25 Years Ago in Bonac Sports: 07.26.18
July 22, 1993
Grady Mathews, who, according to Bob Medved, Bailey’s Billiards’ owner, “is one of the top five all-around pool players in the world,” blew into town last week to give an exhibition and to play nine-ball and straight pool matches.
Mathews, who says he may appear to be older than his 50 years “because of all those nights I stayed up playing this wonderful sport,” can still play “50 to 60 hours straight — though not as regularly as I used to.”
“He’s one of the great road players,” Medved said of the lanky, articulate visitor, who defeated Bill Legakic of Lindenhurst 9-5 in a nine-ball match, and downed Joe Quinn, a very good local player, 150-55 in a straight pool contest.
. . . During a conversation that followed the exhibition and matches, the affable, bespectacled Texan, who has, by his account, “lived many places,” said that the “hustler” label would be misapplied in his case. “Whenever I went into a room, I would say right out that I was a good player, that I liked to gamble, and, most times, the owner would get on the phone and somebody would come down. If that didn’t happen, I’d have a cup of coffee, shoot the breeze, and off I’d go.”

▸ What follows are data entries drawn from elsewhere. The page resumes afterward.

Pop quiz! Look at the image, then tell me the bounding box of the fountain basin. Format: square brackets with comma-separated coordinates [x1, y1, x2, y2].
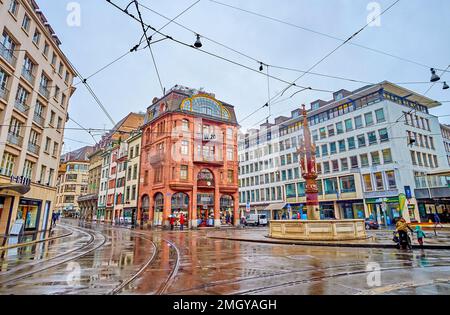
[269, 220, 367, 241]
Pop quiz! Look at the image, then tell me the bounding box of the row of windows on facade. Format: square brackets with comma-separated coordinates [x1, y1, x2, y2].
[239, 149, 393, 187]
[146, 140, 235, 163]
[144, 165, 234, 185]
[100, 164, 138, 191]
[239, 144, 392, 176]
[2, 0, 70, 84]
[406, 130, 435, 150]
[102, 144, 141, 170]
[239, 91, 429, 151]
[316, 128, 389, 157]
[145, 119, 234, 144]
[57, 184, 88, 194]
[239, 171, 397, 203]
[98, 185, 137, 205]
[7, 116, 62, 157]
[0, 152, 55, 186]
[410, 151, 439, 168]
[240, 108, 389, 161]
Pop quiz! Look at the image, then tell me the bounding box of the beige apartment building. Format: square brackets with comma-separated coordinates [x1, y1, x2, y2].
[56, 160, 89, 216]
[123, 132, 142, 225]
[78, 147, 103, 221]
[0, 0, 75, 235]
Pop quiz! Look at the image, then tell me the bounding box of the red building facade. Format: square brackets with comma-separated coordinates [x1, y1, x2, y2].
[138, 86, 240, 228]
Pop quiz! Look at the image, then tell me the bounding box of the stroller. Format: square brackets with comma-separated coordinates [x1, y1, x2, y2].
[392, 231, 412, 249]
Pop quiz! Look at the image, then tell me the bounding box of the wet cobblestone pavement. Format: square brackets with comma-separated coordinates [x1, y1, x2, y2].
[0, 221, 450, 295]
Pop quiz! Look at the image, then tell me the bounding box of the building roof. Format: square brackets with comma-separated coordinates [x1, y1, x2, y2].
[145, 85, 237, 125]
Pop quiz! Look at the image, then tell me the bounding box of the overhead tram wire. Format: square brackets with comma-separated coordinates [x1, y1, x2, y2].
[69, 116, 98, 144]
[69, 61, 116, 126]
[134, 3, 440, 89]
[133, 0, 165, 95]
[138, 0, 201, 49]
[208, 0, 450, 71]
[270, 0, 400, 103]
[106, 0, 334, 93]
[423, 65, 450, 95]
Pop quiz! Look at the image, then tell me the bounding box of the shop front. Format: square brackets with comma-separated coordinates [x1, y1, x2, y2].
[418, 200, 450, 223]
[337, 200, 365, 220]
[366, 197, 401, 225]
[318, 202, 336, 220]
[197, 193, 214, 227]
[220, 195, 234, 225]
[153, 193, 164, 226]
[16, 198, 42, 231]
[123, 208, 136, 225]
[171, 192, 189, 227]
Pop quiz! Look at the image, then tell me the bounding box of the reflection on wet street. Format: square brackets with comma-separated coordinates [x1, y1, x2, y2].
[0, 221, 450, 295]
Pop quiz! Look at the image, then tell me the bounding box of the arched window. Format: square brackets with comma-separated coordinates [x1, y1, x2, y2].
[180, 95, 231, 120]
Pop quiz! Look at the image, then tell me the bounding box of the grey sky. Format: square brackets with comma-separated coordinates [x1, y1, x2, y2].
[37, 0, 450, 152]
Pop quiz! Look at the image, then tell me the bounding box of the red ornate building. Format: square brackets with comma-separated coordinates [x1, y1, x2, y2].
[138, 86, 239, 228]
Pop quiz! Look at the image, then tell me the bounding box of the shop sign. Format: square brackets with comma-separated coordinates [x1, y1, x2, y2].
[11, 175, 31, 186]
[405, 186, 412, 199]
[366, 197, 398, 204]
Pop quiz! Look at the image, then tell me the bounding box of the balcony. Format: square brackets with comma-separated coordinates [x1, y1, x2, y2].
[39, 85, 50, 99]
[14, 100, 30, 115]
[7, 133, 23, 147]
[0, 86, 9, 102]
[0, 43, 17, 68]
[33, 113, 45, 126]
[22, 68, 36, 85]
[28, 143, 41, 155]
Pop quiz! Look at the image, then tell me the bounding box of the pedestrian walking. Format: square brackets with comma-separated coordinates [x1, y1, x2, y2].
[180, 213, 185, 231]
[52, 212, 58, 227]
[241, 216, 247, 229]
[434, 212, 444, 236]
[414, 225, 426, 247]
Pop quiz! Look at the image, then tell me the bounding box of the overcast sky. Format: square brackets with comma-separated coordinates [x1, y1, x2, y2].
[37, 0, 450, 152]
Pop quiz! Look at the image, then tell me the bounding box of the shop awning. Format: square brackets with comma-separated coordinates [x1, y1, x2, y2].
[0, 183, 31, 195]
[264, 202, 286, 210]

“The good players knew me,” he said in answer to another question. “To be honest, I’m going to tell you this: In 30 years, I never lost to somebody who would play me even [no handicap] that I didn’t know.”

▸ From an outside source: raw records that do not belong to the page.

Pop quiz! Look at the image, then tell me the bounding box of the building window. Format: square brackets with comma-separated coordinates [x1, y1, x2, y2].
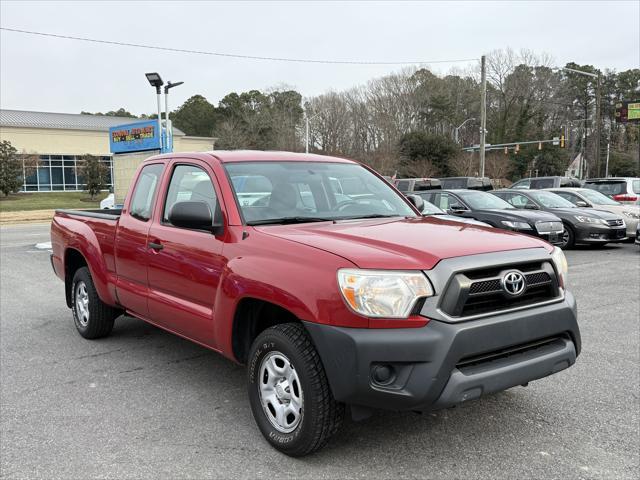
[21, 155, 113, 192]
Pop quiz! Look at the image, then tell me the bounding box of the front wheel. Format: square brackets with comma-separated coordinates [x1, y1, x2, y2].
[558, 224, 576, 250]
[248, 323, 344, 457]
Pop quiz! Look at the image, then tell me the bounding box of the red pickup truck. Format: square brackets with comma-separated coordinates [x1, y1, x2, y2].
[51, 151, 580, 456]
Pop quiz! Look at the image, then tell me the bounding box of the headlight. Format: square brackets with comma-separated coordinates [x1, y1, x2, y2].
[622, 210, 640, 218]
[551, 247, 569, 290]
[502, 220, 533, 230]
[574, 215, 609, 225]
[338, 268, 433, 318]
[574, 215, 609, 225]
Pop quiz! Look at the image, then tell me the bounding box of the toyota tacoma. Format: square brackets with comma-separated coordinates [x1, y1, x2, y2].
[51, 151, 580, 456]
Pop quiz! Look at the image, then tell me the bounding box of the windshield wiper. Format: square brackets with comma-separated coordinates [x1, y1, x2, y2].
[247, 217, 335, 225]
[336, 213, 402, 220]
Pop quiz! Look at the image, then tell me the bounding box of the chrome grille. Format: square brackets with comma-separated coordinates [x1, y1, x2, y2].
[536, 222, 564, 233]
[440, 261, 561, 318]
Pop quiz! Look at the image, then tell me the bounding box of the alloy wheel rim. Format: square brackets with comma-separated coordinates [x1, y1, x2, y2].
[258, 351, 304, 433]
[76, 282, 89, 327]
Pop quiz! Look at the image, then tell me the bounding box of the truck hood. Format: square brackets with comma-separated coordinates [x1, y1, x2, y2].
[254, 217, 551, 270]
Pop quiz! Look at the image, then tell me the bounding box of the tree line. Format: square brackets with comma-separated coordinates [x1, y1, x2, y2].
[83, 50, 640, 180]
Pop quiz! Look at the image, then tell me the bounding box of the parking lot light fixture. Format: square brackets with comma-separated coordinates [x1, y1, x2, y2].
[164, 80, 184, 152]
[145, 72, 164, 152]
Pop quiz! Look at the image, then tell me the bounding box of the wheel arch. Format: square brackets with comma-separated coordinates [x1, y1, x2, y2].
[231, 297, 302, 364]
[64, 248, 89, 308]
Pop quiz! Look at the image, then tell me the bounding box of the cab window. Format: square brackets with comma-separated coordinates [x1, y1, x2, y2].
[129, 163, 164, 222]
[162, 165, 218, 223]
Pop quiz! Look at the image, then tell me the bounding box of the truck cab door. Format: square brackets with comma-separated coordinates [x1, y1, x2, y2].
[148, 159, 226, 348]
[115, 162, 164, 319]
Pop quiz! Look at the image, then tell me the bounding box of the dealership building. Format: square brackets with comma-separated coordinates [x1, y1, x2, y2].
[0, 109, 215, 192]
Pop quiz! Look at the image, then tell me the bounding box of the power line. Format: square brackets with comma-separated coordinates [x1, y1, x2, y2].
[0, 27, 478, 65]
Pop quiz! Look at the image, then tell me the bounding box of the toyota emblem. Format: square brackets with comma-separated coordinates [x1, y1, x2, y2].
[502, 270, 527, 297]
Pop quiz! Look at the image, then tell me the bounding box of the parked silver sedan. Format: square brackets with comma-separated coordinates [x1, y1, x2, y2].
[546, 188, 640, 238]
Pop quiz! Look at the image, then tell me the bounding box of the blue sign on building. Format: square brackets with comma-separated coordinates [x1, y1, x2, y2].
[109, 120, 160, 153]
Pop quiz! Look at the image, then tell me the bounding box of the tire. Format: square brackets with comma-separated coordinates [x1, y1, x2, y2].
[71, 267, 119, 339]
[247, 323, 344, 457]
[558, 223, 576, 250]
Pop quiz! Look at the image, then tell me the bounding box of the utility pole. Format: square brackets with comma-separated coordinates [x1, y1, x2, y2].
[480, 55, 487, 178]
[454, 117, 475, 143]
[596, 71, 602, 177]
[304, 112, 309, 153]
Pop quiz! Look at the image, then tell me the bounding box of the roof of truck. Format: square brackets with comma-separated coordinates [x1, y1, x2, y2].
[208, 150, 356, 163]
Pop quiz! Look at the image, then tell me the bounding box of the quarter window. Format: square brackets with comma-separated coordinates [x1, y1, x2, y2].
[129, 163, 164, 222]
[162, 165, 217, 223]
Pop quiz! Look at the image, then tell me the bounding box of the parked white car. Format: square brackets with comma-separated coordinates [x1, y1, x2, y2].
[547, 188, 640, 238]
[100, 193, 116, 210]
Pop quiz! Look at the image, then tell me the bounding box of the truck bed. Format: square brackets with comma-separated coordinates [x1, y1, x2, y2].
[56, 208, 122, 220]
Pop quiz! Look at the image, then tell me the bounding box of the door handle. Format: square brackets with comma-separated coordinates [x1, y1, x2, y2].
[147, 242, 164, 250]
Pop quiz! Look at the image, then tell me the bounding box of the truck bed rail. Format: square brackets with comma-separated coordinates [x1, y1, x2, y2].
[56, 208, 122, 220]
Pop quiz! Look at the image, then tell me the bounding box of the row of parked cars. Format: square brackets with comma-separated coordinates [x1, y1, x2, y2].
[394, 177, 640, 249]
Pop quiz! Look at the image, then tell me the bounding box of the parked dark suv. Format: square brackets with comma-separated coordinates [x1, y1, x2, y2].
[511, 176, 582, 190]
[439, 177, 493, 192]
[491, 190, 627, 248]
[414, 190, 563, 244]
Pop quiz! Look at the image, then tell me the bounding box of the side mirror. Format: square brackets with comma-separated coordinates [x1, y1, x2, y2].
[449, 205, 469, 214]
[169, 201, 222, 233]
[407, 195, 424, 212]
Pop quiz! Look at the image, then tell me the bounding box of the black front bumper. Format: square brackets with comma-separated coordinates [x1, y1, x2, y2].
[305, 293, 581, 411]
[575, 223, 628, 243]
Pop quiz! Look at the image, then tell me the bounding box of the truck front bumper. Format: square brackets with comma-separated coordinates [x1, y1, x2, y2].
[305, 293, 581, 411]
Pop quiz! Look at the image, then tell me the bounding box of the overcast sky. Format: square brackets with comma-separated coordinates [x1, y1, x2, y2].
[0, 0, 640, 114]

. . . Mathews, who had a bit part in “The Color of Money,” which in his view “wasn’t nearly as good a film as ‘The Hustler,’ ” didn’t begin playing in tournaments until the age of 40. He won world championships in 1983, ’84, and ’85, “but, frankly, there’s not enough money in tournaments to make an adequate living. When I gambled, I only had to beat one guy, not 10 or 12 guys playing for small money.”
“These guys don’t get anywhere near the recognition they deserve,” Medved was to say after Mathews had departed. “They’re like grand masters in chess, even better when you consider they not only have to have the mental agility to think many moves ahead, but they also have to have the eye-hand coordination on top of that. To be able to run 100 balls, like they do, you’ve got to be a genius. It’s mind-boggling what they do.”

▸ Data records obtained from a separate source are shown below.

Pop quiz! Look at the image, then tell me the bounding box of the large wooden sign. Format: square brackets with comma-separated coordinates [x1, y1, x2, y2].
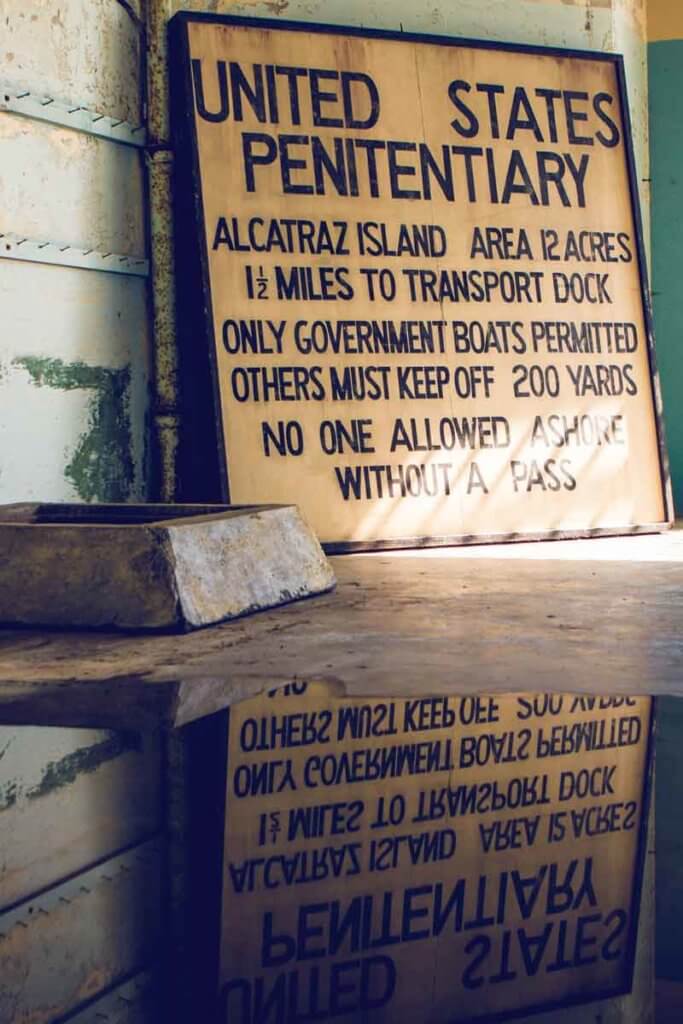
[167, 14, 669, 548]
[218, 684, 651, 1024]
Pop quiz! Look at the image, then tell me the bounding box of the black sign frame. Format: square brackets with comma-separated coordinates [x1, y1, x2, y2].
[169, 11, 674, 554]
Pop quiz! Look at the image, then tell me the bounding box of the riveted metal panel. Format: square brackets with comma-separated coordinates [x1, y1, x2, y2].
[61, 974, 162, 1024]
[0, 727, 163, 913]
[0, 843, 163, 1024]
[0, 113, 145, 256]
[0, 0, 142, 123]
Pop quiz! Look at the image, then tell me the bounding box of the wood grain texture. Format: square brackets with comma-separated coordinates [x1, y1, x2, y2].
[0, 530, 683, 727]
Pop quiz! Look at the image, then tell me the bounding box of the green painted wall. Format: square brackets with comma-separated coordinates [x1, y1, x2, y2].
[648, 40, 683, 515]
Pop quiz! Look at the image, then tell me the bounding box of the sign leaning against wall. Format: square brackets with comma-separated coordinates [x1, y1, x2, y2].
[167, 14, 671, 550]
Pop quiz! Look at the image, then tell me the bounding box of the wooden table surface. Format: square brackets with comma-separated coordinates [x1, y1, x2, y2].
[0, 529, 683, 728]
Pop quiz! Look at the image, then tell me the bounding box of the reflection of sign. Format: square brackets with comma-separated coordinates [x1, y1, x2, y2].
[171, 15, 667, 544]
[220, 684, 650, 1024]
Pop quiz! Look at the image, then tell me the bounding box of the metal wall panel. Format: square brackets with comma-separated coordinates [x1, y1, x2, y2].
[0, 843, 163, 1024]
[0, 728, 163, 913]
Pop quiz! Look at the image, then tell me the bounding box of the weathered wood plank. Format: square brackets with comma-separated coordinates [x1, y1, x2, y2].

Fielding a common question that beginning players have, concerning eye movement between the cue ball and object ball, Mathews replied with two questions of his own.
“When you go to take a jump shot in basketball, do you look at the ball last, or at the basket? Say you’re a quarterback and you’re going back to pass — do you look at the ball last, or at the receiver? Likewise in pool, you look at the object ball last.”
. . . “And now,” he said, in bidding farewell to Medved and those who remained from the group of 25 or so aficionados who had watched him play, “I think I’ll get something light to eat, and then I’m off for Philadelphia.”